4. Alienação dos bens

Outra questão espinhosa nas situações que envolvem copropriedade é a divergência de intenções entre os coproprietários no que se refere ao momento da alienação dos bens.

É comum que uns queiram se desfazer do bem e outros queiram mantê-lo.

A prática tem comprovado a dificuldade de administrar essa questão que, na maioria das vezes, é judicializada em busca de uma solução.

Vejo a judicialização como negativa, uma vez que o bem pode ser alienado por valor inferior ao preço de mercado, o que representa prejuízo para todos.

5. Conclusão

Finalizando: a sucessão ocorre no momento do óbito, contudo, os herdeiros somente se tornam proprietários após a transmissão dos bens ao seu patrimônio, que se dá, em relação aos bens móveis com a entrega e em relação aos bens imóveis com o registro da partilha no cartório competente.

Até que ocorra a transmissão dos bens a cada herdeiro, eles são administrados pelo inventariante que se responsabiliza por sua administração e cuidado, devendo por eles zelar como se fossem seus. As responsabilidades do inventariante são determinadas pela lei.

Após a partilha, os bens passam ao patrimônio de cada herdeiro que se responsabiliza cada um pela administração de seus bens.

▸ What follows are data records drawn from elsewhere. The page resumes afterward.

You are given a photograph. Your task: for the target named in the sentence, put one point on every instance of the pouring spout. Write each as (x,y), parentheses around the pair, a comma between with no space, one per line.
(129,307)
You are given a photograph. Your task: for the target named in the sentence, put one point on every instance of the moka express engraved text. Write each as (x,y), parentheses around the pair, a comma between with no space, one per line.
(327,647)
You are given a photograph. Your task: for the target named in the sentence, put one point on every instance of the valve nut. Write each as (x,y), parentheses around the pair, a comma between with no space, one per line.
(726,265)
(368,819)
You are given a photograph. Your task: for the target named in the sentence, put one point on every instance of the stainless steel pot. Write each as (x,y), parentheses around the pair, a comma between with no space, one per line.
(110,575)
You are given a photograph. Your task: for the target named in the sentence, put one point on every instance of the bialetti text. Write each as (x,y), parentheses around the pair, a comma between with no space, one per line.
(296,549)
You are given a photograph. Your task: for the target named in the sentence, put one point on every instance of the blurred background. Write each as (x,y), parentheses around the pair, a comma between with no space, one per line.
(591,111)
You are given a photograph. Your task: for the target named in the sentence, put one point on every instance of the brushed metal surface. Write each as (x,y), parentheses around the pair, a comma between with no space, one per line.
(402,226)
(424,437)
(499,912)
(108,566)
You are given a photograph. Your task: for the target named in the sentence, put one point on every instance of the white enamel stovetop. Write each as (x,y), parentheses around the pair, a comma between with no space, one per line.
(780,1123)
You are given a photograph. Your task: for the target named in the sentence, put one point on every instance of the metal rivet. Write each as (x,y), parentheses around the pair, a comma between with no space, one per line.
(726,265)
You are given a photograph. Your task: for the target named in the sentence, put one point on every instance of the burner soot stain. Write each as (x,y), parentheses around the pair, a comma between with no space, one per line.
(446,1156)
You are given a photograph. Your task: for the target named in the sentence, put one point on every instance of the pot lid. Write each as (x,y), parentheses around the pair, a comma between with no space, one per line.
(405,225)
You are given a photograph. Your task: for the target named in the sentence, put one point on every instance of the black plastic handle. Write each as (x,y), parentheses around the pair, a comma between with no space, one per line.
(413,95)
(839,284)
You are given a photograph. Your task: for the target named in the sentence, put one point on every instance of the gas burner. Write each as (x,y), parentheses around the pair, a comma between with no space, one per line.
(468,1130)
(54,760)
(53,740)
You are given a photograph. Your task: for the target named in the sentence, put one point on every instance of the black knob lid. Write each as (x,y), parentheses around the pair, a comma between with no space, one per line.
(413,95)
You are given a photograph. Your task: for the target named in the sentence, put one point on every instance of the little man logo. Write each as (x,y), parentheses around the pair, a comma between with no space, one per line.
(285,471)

Havendo bens indivisíveis, um imóvel, por exemplo, a administração deverá ocorrer mediante consenso entre os proprietários, prevalecendo o que a maioria decidir e as despesas de manutenção e de conservação do bem devem ser custeadas por todos os proprietários.

Todos têm direito de usar, gozar e fruir do bem, na condição de proprietários. Portanto, a ocupação do bem por qualquer herdeiro individualmente depende de autorização dos demais proprietários (maioria) e deve ser precedida de decisão prévia sobre quem assumirá as responsabilidades pelas despesas correntes e com a manutenção do bem.

Deve-se levar em consideração que um bem imóvel desocupado traz muitos prejuízos, riscos de invasão, deterioração, dentre outros.

Assim, é salutar sopesar todas as circunstâncias e, em comum acordo, tomar a melhor decisão.

Um bem em copropriedade também não é fácil de ser administrado nem alienado. O risco de discórdia é muito grande.

A melhor saída é sempre baixar as armas e buscar uma solução que cause menos prejuízos a todos.

Para chegarem a um consenso, sugiro calma, paciência, tolerância, e aguardar o melhor momento para se desfazer do condomínio (copropriedade), tendo sempre em mente que: o prejuízo de um é o prejuízo de todos.